The ultimate burden of proving that the challenged conduct violates the ADEA remains with the plaintiff. See, e.g., Burlew, 869 F.2d at 1063. Because willfulness is a necessary component of retaliation, evidence of the employer's good faith justifications for the challenged conduct should be treated as evidence that rebuts the plaintiff's evidence of discriminatory intent, rather than as an affirmative defense which the employer must separately prove.
Applying this framework to the facts at hand, we find that the Board is entitled to summary judgment. The Board has produced facts which establish that it adopted Article 17.2 in order to avoid inconsistent results and to save the time, money and effort resulting from litigating in two forums simultaneously. The EEOC has produced no facts which indicate that these were not the actual reasons behind the adoption of the provision.
Although it has produced no facts that suggest the Board's motives were retaliatory, the EEOC suggests that the absence of certain facts calls the Board's motives into question. First, the EEOC suggests that the Board must have willfully intended to discriminate because Article 17.2 has not been the subject of negotiations between the Board and the Union. However, we find no correlation between the absence of negotiation and the Board's motives. The fact that the Board and the Union did not haggle over the provision during negotiations neither increases nor decreases the probability that the Board's motives were discriminatory.
The EEOC also suggests that we should find that the Board willfully retaliated because it failed to conduct "studies, analyses or inquiries" or prepare "compilations or reports" related to whether Article 17.2 could actually be expected to result in savings of time, money or effort. However, as the Board observes, it is a fairly well established principle that limiting litigation to one forum conserves resources and prevents inconsistent decisions. See, e.g., Lytle v. Household Manufacturing, 494 U.S. 545, 110 S. Ct. 1331, 108 L. Ed. 2d 504 (1990). The EEOC is clutching at straws when it argues that the Board's failure to research these principles suggests that it intended to retaliate against its employees.

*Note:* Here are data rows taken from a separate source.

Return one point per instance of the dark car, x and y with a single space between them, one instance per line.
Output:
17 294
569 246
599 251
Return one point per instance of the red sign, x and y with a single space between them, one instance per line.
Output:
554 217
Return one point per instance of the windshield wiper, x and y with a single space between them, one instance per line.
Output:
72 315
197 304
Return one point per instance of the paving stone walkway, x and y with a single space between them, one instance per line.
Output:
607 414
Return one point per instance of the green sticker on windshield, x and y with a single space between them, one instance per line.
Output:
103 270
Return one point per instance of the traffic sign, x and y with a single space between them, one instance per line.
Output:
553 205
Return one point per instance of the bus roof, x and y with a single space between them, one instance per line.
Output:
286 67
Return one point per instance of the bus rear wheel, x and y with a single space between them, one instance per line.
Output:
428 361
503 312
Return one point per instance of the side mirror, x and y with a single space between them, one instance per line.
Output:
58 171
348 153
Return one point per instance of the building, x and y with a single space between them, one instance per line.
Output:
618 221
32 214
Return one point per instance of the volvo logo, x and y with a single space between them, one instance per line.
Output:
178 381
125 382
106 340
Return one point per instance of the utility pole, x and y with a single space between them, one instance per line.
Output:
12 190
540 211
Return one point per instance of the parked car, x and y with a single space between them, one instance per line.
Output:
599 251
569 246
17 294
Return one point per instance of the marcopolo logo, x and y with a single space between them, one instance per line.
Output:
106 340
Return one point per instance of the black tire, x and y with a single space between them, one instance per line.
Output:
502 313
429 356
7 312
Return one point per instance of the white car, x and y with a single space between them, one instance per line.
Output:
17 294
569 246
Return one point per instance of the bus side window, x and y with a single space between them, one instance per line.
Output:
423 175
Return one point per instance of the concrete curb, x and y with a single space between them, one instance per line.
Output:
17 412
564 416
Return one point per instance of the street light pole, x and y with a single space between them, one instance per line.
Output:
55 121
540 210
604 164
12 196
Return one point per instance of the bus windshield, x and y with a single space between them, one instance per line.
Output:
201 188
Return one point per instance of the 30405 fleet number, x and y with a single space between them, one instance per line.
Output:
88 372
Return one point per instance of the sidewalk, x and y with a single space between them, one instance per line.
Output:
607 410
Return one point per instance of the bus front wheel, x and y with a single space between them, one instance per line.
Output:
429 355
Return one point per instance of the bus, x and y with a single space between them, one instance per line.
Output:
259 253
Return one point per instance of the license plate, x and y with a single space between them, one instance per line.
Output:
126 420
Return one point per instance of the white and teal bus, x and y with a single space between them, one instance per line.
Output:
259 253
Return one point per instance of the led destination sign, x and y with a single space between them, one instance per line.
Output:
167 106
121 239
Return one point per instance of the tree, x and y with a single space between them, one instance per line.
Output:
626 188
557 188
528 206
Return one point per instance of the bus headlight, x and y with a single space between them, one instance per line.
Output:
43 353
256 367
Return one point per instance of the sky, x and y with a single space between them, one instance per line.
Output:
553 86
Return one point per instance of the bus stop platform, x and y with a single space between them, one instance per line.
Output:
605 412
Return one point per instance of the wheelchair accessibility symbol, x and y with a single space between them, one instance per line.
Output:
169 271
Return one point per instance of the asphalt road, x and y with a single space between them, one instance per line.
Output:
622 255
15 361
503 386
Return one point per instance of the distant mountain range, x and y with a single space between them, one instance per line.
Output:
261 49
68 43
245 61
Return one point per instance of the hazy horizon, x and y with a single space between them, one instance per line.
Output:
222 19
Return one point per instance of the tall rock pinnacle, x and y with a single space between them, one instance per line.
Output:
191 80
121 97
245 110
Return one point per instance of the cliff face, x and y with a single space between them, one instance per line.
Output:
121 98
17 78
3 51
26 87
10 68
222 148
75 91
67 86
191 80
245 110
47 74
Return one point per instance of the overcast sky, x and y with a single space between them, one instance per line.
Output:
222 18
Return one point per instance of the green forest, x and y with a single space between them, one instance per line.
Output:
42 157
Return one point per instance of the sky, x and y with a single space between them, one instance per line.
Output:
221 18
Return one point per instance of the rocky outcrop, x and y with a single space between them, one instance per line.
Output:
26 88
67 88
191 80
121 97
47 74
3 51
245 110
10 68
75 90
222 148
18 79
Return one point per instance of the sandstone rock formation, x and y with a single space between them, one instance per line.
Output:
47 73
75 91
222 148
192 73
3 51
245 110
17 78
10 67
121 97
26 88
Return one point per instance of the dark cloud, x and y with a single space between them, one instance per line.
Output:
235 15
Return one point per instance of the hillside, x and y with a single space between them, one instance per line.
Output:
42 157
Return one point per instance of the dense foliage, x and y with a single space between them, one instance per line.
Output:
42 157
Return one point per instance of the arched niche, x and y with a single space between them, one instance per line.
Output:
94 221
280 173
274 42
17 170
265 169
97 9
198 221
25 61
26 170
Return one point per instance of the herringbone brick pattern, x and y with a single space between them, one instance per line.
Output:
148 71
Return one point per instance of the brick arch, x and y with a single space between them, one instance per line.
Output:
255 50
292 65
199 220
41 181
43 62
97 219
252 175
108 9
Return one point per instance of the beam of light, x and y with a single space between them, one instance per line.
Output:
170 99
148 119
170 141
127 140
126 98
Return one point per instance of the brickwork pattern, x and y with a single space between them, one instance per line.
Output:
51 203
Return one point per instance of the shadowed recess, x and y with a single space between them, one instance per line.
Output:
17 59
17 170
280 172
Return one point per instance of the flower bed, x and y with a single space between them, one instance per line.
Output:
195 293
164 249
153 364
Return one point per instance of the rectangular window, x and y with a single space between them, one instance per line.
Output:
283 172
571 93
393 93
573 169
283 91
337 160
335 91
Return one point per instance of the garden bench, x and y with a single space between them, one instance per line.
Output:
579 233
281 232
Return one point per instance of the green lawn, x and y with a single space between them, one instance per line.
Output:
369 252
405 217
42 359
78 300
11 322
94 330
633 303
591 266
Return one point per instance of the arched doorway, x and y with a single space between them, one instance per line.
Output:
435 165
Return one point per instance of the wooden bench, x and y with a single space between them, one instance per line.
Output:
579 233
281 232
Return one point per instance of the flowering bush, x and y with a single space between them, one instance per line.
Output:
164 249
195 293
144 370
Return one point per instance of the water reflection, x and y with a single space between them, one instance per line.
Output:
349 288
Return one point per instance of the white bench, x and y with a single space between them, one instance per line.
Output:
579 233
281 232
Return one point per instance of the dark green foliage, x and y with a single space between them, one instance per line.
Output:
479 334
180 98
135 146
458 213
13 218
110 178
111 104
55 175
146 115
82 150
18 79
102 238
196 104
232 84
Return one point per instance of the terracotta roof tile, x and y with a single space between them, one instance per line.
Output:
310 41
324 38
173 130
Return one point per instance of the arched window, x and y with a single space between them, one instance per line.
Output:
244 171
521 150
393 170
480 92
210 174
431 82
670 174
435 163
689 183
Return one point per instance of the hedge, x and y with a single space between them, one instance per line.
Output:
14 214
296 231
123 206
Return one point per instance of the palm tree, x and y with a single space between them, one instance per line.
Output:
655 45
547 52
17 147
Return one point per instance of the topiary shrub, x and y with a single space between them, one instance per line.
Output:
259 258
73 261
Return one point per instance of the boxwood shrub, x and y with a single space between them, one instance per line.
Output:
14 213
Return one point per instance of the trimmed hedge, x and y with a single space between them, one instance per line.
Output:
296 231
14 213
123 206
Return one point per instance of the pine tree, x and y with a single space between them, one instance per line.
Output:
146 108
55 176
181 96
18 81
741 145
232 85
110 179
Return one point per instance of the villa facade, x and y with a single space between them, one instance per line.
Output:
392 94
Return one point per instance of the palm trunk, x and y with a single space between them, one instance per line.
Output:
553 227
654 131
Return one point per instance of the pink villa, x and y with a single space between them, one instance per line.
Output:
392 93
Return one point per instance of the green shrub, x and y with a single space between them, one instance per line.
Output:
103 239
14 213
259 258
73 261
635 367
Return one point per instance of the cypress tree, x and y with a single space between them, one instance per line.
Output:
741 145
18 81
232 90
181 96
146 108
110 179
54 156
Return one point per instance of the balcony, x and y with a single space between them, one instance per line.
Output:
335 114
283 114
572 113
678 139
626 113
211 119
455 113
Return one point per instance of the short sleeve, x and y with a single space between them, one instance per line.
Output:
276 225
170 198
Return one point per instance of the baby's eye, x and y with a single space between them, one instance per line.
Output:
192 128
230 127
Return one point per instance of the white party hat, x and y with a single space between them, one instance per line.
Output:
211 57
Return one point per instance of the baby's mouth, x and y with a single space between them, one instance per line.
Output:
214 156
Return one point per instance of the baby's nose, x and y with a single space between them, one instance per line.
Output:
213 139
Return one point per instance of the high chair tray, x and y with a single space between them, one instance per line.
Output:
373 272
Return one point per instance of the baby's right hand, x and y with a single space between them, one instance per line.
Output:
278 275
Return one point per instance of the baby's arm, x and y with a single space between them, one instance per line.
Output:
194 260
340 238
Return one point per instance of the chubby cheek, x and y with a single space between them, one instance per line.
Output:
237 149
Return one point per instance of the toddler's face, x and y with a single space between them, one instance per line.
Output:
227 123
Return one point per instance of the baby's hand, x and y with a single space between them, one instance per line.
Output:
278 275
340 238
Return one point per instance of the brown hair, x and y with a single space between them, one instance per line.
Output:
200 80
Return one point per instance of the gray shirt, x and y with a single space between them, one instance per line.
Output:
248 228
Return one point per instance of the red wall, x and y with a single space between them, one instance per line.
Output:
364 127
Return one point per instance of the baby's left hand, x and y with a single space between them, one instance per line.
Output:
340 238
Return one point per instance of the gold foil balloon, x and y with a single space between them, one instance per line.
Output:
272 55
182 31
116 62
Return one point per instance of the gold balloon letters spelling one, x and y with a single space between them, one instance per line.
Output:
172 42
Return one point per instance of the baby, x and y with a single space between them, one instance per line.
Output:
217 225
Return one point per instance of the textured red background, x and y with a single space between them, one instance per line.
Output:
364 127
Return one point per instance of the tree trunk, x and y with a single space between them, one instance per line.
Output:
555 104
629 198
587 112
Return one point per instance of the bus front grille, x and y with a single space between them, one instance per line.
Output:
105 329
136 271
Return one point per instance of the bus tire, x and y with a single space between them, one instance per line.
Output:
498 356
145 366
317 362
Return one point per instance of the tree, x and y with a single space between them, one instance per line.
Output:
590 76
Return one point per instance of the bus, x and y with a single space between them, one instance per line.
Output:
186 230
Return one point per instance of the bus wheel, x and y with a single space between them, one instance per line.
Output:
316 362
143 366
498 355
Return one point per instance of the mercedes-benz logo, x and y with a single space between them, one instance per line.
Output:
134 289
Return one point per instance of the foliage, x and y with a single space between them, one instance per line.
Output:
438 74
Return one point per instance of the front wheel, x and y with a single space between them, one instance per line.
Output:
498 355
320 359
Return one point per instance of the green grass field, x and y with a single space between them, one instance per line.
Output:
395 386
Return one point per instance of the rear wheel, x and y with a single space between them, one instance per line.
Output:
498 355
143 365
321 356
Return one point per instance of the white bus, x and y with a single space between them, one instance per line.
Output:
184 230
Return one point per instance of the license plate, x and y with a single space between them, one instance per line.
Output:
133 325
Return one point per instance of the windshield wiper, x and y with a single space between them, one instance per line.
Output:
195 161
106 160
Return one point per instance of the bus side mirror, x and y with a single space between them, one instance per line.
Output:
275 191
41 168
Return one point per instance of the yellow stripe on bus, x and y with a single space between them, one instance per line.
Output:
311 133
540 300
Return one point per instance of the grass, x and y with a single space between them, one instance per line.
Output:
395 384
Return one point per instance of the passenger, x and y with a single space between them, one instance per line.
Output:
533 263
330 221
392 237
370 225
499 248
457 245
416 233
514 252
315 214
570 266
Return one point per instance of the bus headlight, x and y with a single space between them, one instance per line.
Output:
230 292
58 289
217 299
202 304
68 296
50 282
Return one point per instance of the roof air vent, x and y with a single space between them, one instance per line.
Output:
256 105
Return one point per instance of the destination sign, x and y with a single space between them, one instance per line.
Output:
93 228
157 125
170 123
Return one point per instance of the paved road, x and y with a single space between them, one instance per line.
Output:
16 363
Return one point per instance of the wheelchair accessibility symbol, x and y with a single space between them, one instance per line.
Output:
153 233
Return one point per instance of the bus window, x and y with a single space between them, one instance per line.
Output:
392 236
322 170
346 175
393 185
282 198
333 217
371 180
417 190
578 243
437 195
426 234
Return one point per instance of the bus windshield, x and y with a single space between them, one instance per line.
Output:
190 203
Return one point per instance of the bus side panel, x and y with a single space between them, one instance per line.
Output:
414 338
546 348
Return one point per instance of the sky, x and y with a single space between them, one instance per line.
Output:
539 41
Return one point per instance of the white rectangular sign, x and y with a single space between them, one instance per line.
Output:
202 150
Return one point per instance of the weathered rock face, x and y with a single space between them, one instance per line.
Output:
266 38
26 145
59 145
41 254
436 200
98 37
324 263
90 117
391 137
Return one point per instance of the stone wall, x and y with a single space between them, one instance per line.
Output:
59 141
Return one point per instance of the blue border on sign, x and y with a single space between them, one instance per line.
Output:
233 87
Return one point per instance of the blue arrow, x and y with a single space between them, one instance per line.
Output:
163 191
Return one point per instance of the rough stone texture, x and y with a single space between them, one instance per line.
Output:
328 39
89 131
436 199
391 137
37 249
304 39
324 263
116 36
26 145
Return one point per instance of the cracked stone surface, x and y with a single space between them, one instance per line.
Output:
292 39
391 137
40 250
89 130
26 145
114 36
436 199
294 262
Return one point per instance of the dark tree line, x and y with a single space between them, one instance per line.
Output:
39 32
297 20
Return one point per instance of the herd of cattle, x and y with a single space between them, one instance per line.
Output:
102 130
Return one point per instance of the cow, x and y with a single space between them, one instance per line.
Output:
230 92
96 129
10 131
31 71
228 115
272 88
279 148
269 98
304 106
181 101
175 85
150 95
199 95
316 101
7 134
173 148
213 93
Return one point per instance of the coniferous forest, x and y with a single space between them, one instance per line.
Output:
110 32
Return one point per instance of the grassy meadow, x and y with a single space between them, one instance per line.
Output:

When confronted with a motion for summary judgment, a party who bears the burden for proof on a particular issue "must affirmatively demonstrate, by specific factual allegations, that there is a genuine issue of material fact which requires trial." Petru v. City of Berwyn, 872 F.2d 1359, 1362 (7th Cir. 1989) (emphasis in original) (quotations omitted). Because the EEOC has failed to establish a genuine issue of fact as to the Board's motives, we grant summary judgment in favor of the Board. It is so ordered.